Revivez la gloire des jeux Olympiques d'hiver passés: Garmisch-Partenkirchen 1936

C’est sur « olympique » et sur « hiver » que fut mis l’accent des VIes Jeux Olympiques d’hiver, tandis que des athlètes d’un nombre toujours plus grand de pays participèrent aux célébrations.

En 1936, les Jeux Olympiques d’hiver revinrent de nouveau dans les Alpes, mais pas celles de France ou de Suisse. Cette fois-ci ce fut la Zugspitze, le sommet le plus élevé des Alpes allemandes qui servit de décor à la quatrième édition de ces Jeux et Garmisch-Partenkirchen, résultat d’une récente fusion de communes, agit en tant que ville hôte.

Comme leurs prédécesseurs, les organisateurs de Garmisch-Partenkirchen étaient destinés à apposer leur marque unique sur ces célébrations. Et dans ce cas précis littéralement, puisque, pour la première fois en philatélie olympique, la vente de timbres émis pour commémorer ces Jeux contribuèrent également à leur financement.

Les timbres, cependant, ne constituèrent pas la seule première produite par les organisateurs des Jeux d’hiver de 1936, et la logistique des Jeux ne fut pas non plus le seul motif à l’origine de ces premières. En effet, en arrêtant ses plans, le comité d’organisation s’efforça de combiner Olympisme, sports d’hiver et traditions allemandes. Ainsi, les Jeux n’en devinrent que plus olympiques dans leur symbolisme et plus concentrés sur l’hiver pour les sports.

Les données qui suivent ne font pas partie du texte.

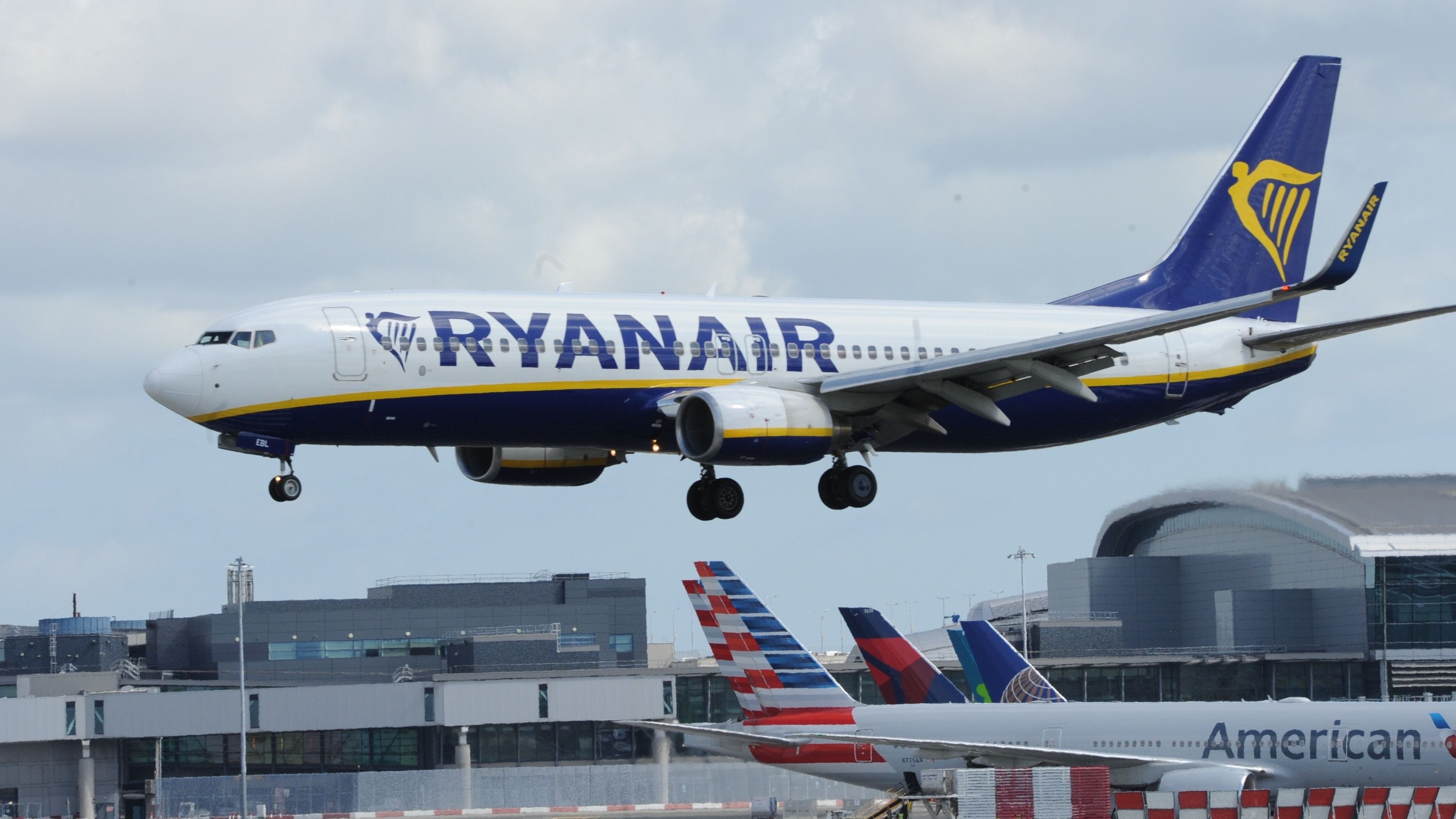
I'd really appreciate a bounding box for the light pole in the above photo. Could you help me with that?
[233,557,252,817]
[1006,546,1037,660]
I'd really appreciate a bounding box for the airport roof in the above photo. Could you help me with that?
[1094,475,1456,557]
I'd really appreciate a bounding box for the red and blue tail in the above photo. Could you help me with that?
[694,561,860,716]
[1053,57,1340,322]
[839,608,965,705]
[952,619,1067,703]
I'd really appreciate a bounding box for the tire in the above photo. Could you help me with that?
[687,481,718,520]
[834,466,879,509]
[277,475,303,500]
[820,469,849,510]
[708,478,743,520]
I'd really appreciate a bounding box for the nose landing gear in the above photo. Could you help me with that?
[818,457,879,510]
[687,466,744,520]
[268,459,303,503]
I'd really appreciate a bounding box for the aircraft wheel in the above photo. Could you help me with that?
[687,481,718,520]
[268,475,303,501]
[834,466,879,509]
[820,469,849,509]
[706,478,743,520]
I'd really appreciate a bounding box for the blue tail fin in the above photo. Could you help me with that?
[961,619,1067,703]
[839,608,965,705]
[1053,57,1340,322]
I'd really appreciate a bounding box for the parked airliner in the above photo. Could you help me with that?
[144,57,1456,520]
[625,561,1456,791]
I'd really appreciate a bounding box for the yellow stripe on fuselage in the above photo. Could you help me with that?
[723,427,834,439]
[189,346,1315,419]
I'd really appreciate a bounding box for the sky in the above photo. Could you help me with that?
[0,2,1456,648]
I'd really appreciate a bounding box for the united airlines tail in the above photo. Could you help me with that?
[952,619,1067,703]
[1054,57,1340,322]
[686,561,860,716]
[839,608,965,705]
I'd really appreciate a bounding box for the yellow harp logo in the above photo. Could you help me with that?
[1229,159,1319,281]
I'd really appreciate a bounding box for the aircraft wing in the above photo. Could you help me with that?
[613,720,814,748]
[818,182,1385,419]
[1243,305,1456,350]
[789,733,1265,772]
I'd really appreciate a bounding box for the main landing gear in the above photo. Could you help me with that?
[687,466,743,520]
[818,456,879,509]
[268,459,303,503]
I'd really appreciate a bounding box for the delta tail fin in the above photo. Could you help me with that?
[839,608,965,705]
[693,560,860,716]
[961,619,1067,703]
[1053,57,1340,322]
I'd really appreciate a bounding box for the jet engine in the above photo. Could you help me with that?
[456,446,626,487]
[677,385,849,465]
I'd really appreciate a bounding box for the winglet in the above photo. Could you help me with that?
[1294,182,1385,290]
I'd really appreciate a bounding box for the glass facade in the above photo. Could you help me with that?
[1366,557,1456,650]
[268,638,440,660]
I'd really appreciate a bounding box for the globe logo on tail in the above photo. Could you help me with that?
[1229,159,1319,281]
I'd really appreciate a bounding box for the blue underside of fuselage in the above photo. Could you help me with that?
[204,355,1313,452]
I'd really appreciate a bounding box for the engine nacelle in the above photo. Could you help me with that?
[456,446,626,487]
[677,385,849,465]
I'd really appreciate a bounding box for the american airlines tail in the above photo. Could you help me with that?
[1053,57,1340,322]
[684,561,860,717]
[951,619,1067,703]
[839,608,965,705]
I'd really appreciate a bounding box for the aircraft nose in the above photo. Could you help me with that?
[141,348,202,417]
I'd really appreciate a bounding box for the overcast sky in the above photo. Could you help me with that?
[0,2,1456,647]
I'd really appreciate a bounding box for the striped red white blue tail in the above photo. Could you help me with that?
[683,580,764,720]
[694,561,860,716]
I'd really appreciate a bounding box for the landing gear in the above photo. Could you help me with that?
[818,457,879,509]
[268,460,303,503]
[687,466,744,520]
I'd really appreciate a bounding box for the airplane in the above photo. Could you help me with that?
[637,561,1456,793]
[839,608,1067,705]
[949,619,1067,703]
[143,57,1456,520]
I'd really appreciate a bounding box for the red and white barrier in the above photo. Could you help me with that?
[955,768,1106,819]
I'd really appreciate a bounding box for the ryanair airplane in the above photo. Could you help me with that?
[144,57,1456,520]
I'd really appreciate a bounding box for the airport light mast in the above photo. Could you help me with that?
[1006,546,1037,653]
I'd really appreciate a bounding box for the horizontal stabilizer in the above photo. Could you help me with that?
[1243,305,1456,351]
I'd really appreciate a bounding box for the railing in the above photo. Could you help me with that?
[374,569,630,589]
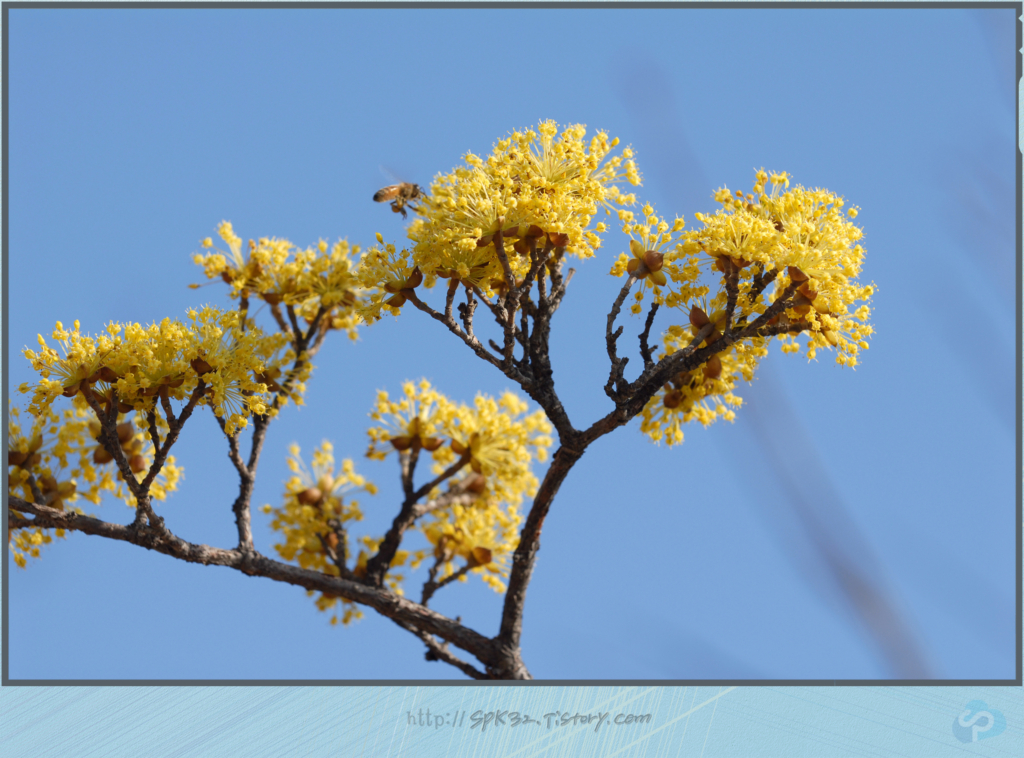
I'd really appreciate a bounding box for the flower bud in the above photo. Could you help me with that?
[388,435,413,451]
[662,389,683,410]
[703,355,722,379]
[188,357,213,376]
[469,547,493,565]
[466,474,487,495]
[672,371,691,389]
[117,421,135,445]
[797,282,818,302]
[296,487,324,505]
[643,250,665,271]
[690,305,711,329]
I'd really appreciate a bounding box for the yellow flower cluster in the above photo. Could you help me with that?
[23,306,294,433]
[682,171,874,366]
[640,323,768,447]
[262,440,377,624]
[609,204,708,313]
[193,221,359,339]
[7,406,183,567]
[368,380,552,592]
[359,121,640,321]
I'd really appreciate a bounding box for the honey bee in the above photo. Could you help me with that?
[374,181,426,218]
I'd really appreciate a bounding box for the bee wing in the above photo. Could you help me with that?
[377,164,403,184]
[374,184,401,203]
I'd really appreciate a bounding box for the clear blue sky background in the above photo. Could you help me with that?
[6,8,1020,679]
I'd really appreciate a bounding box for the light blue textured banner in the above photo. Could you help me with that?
[0,686,1024,758]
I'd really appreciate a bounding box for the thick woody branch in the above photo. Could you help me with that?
[138,377,206,493]
[395,620,490,679]
[401,290,509,381]
[9,497,495,665]
[604,273,637,399]
[488,443,585,679]
[640,302,660,369]
[367,455,469,586]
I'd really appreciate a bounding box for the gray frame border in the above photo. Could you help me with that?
[0,0,1024,687]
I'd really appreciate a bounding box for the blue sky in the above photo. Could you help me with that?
[6,8,1020,679]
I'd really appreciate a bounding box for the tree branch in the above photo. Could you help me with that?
[8,496,496,665]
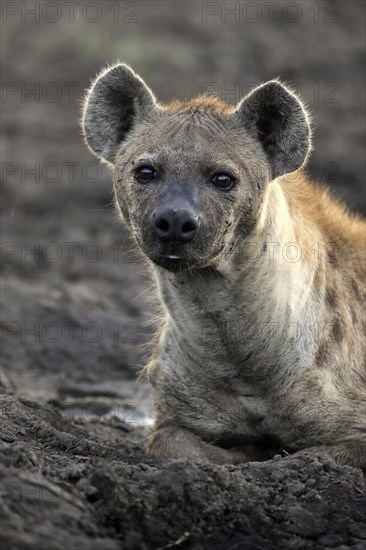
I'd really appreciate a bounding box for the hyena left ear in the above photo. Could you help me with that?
[81,63,156,164]
[235,80,311,179]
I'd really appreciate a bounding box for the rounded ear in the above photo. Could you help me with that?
[81,64,156,164]
[235,80,311,179]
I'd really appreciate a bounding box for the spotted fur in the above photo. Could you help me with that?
[83,65,366,468]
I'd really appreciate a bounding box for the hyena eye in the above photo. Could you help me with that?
[135,166,156,183]
[212,173,235,190]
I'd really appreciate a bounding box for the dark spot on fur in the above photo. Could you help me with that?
[350,306,357,325]
[325,286,337,308]
[315,344,328,368]
[351,279,361,300]
[332,319,343,342]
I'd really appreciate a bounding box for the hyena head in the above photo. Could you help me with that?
[83,64,310,271]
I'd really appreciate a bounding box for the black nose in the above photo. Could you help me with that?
[152,207,199,243]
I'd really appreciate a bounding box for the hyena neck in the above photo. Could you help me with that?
[158,176,319,332]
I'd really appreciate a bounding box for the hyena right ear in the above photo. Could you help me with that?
[81,64,156,164]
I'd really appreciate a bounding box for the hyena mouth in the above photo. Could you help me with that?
[153,254,193,273]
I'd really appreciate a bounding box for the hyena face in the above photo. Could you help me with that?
[83,65,309,271]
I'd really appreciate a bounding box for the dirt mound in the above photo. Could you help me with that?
[0,395,366,550]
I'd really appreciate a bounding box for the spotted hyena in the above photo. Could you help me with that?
[83,64,366,467]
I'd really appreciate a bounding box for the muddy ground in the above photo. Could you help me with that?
[0,1,366,550]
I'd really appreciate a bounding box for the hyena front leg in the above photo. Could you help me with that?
[146,426,248,464]
[295,442,366,474]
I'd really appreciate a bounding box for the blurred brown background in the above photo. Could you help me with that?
[1,1,365,406]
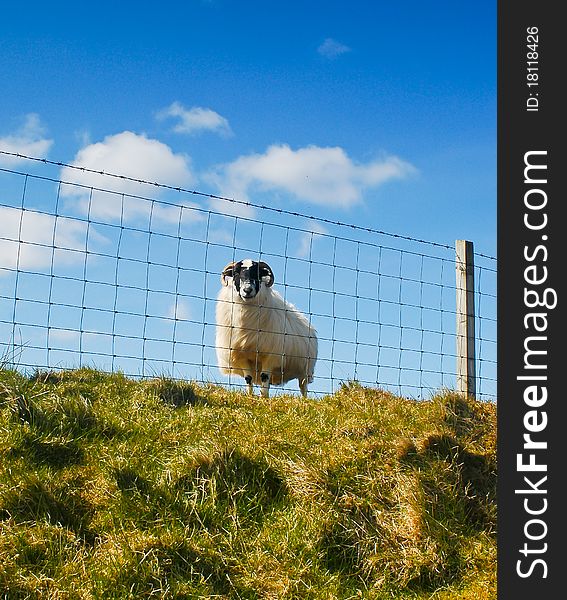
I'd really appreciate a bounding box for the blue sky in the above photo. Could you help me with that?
[0,0,496,254]
[0,0,496,398]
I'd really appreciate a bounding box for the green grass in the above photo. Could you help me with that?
[0,369,496,600]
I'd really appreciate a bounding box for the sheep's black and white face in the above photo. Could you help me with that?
[221,258,274,302]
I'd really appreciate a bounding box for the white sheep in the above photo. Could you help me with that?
[216,259,317,398]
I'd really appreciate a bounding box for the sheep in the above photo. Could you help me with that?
[216,259,317,398]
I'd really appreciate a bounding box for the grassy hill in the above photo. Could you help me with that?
[0,369,496,600]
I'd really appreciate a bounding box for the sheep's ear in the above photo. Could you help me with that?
[221,262,236,285]
[258,261,274,287]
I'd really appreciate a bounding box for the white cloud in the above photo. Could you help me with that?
[157,102,232,136]
[0,206,94,269]
[207,144,415,209]
[61,131,197,222]
[317,38,351,58]
[0,113,53,166]
[167,299,191,321]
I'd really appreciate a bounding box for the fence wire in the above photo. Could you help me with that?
[0,155,496,399]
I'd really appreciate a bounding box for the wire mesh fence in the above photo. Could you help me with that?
[0,154,496,399]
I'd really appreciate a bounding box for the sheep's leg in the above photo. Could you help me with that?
[244,375,254,395]
[260,373,270,398]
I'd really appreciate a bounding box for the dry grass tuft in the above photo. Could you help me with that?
[0,369,496,600]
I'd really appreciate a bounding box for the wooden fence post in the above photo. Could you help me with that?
[455,240,476,398]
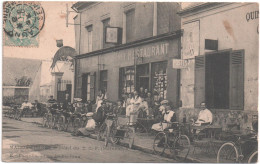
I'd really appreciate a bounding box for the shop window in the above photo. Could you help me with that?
[152,61,167,101]
[82,74,90,102]
[100,70,107,92]
[136,64,150,91]
[157,2,170,35]
[194,50,244,109]
[85,25,93,52]
[119,66,135,98]
[125,9,135,43]
[102,18,113,48]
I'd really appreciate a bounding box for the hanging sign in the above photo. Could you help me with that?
[172,59,190,69]
[105,27,122,44]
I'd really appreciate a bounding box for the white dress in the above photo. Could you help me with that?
[194,109,213,126]
[152,111,175,131]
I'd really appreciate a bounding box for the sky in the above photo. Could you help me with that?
[3,1,76,60]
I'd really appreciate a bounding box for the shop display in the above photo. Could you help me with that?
[154,71,167,101]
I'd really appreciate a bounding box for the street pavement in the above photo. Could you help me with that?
[2,117,176,163]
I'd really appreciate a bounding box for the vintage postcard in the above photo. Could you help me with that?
[1,1,259,163]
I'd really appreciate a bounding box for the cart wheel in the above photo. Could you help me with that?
[57,116,65,131]
[217,142,239,163]
[153,132,167,155]
[172,135,190,162]
[248,151,258,163]
[127,127,135,149]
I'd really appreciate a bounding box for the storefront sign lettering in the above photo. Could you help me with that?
[172,59,190,69]
[246,11,259,22]
[135,43,169,57]
[116,43,169,60]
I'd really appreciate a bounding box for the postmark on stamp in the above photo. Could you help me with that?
[3,1,45,47]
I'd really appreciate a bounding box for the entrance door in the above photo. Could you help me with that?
[136,64,150,91]
[139,77,149,90]
[82,74,90,102]
[205,52,229,109]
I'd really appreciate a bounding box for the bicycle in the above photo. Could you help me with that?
[97,114,119,146]
[217,130,258,163]
[153,122,190,162]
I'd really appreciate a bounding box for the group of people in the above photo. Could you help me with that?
[18,91,213,137]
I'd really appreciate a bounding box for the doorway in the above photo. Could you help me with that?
[205,52,230,109]
[136,64,150,91]
[81,74,90,102]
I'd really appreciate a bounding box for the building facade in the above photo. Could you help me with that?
[72,2,182,106]
[179,3,259,131]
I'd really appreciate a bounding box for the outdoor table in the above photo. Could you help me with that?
[137,118,155,132]
[191,125,222,155]
[191,125,222,139]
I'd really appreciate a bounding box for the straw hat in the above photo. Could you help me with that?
[161,100,169,105]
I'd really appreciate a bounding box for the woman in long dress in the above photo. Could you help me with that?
[96,91,105,112]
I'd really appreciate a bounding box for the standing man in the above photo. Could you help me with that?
[194,102,213,126]
[152,100,176,131]
[19,99,33,118]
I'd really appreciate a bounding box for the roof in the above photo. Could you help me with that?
[51,46,77,69]
[3,57,41,86]
[71,2,97,12]
[177,2,231,16]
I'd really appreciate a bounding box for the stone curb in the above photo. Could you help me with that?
[22,120,202,163]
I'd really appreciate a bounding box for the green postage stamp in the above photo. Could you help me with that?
[3,1,45,47]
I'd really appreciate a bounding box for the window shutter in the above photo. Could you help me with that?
[194,56,205,107]
[229,50,245,109]
[90,72,96,101]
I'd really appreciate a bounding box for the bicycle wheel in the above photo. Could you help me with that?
[73,118,80,132]
[217,142,238,163]
[42,114,48,127]
[127,127,135,149]
[104,126,110,147]
[110,125,120,144]
[172,135,190,162]
[47,114,52,128]
[248,151,258,163]
[97,123,107,141]
[57,116,65,131]
[153,132,167,155]
[51,116,56,129]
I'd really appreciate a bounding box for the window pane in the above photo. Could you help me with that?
[100,70,107,91]
[126,10,135,42]
[152,62,167,101]
[119,67,134,98]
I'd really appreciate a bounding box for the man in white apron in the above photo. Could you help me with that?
[152,100,176,131]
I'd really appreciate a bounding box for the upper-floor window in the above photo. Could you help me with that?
[102,18,112,48]
[100,70,107,93]
[85,25,93,52]
[125,9,135,43]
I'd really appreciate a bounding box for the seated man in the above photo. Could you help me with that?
[76,112,96,136]
[113,100,125,115]
[94,101,107,125]
[152,100,176,131]
[126,91,142,117]
[138,100,150,118]
[47,96,58,109]
[193,102,213,126]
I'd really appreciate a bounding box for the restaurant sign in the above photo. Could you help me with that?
[172,59,190,69]
[116,42,169,60]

Pour la première fois aux Jeux d’hiver, une flamme symbolique ajouta à l’atmosphère des célébrations, offrant une illumination éblouissante visible par tous durant ces onze jours. Les symboles olympiques, modernes et anciens, furent imbriqués dans les motifs des sports d’hiver sur les médailles des vainqueurs et les diplômes des participants. Quant aux emblèmes des Jeux, ils furent conçus par Fritz Uhlich en accolant les anneaux olympiques à une illustration de la Zugspitze. L’aspect sportif hivernal fut d’autant plus marqué que le programme comprenait les premières compétitions olympiques masculines et féminines de ski alpin et des démonstrations d’eisschiessen, variation austro-bavaroise de curling.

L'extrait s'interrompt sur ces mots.